Variables: each variable which begins by a few letters and _ is a Qt object:
> w only is a Window object
> w_something for QWidget
> a_something for actions (like a process on button click)
> m_something for QMenu
> ma_something for a menu action QAction
> tb_something for a QToolBar
> f_something for QFrame
> q_something for any other Qt object like QFile, QLabel, ...
> k_something is a QCheckbox
> l_something, layouts (vbox, hbox, grid...)
> r_something is a QRadioButton
> wp_something is a PyQtGraph Widget (pg.GraphicsLayoutWidget)
> iv_something is an ImageView
> s_something is a QSlider bar
> c_something is a QComboBox (like html <select> lists)
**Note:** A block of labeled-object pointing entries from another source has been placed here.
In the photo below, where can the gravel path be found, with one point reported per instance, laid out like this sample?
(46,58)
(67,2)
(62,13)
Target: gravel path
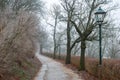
(52,70)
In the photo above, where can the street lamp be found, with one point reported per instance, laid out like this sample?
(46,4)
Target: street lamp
(100,15)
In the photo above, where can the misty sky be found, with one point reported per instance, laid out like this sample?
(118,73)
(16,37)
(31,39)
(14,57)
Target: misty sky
(115,14)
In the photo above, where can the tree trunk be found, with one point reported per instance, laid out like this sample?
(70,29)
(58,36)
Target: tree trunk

> b_something is a QPushButton
> i_something is a QLineEdit (like html <input type="text" />)
> g_something is a QGroupBox
> Thw_something is a custom worker thread
> img_something is a QLabel containing a QPixmap (for png images)
> pb_something is a QProgressBar
> pf_something is a progress function triggered on thread signal, see run_thread.py
> rt_something is a RunThread object (not needed except if a progress bar must be manually updated)
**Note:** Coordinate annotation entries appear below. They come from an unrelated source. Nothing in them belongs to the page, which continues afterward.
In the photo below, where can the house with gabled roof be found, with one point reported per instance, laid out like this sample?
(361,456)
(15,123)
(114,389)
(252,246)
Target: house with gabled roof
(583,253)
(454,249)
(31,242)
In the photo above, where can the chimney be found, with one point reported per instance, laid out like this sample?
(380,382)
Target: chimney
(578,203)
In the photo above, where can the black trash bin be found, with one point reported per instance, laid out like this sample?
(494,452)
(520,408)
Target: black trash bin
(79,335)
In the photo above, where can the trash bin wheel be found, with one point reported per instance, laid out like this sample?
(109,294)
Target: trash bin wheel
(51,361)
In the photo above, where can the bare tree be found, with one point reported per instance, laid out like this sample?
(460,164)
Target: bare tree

> *s_something is a list (or dict) of * elements
    with * one related letter of the QObjects previously defined

> self.something: self is only used when something is needed through the whole class, in
this case we "declare" it at the top of the class by
doing something = None (or '', [], {}, ... according to the type)

Print / logs:
from logs.log import Log
Use Log.p('Your message', msg_type)
with msg_type: info, warn or error (optional, default is info)
It will print into debug.log (actually see log_file defined in settings.py)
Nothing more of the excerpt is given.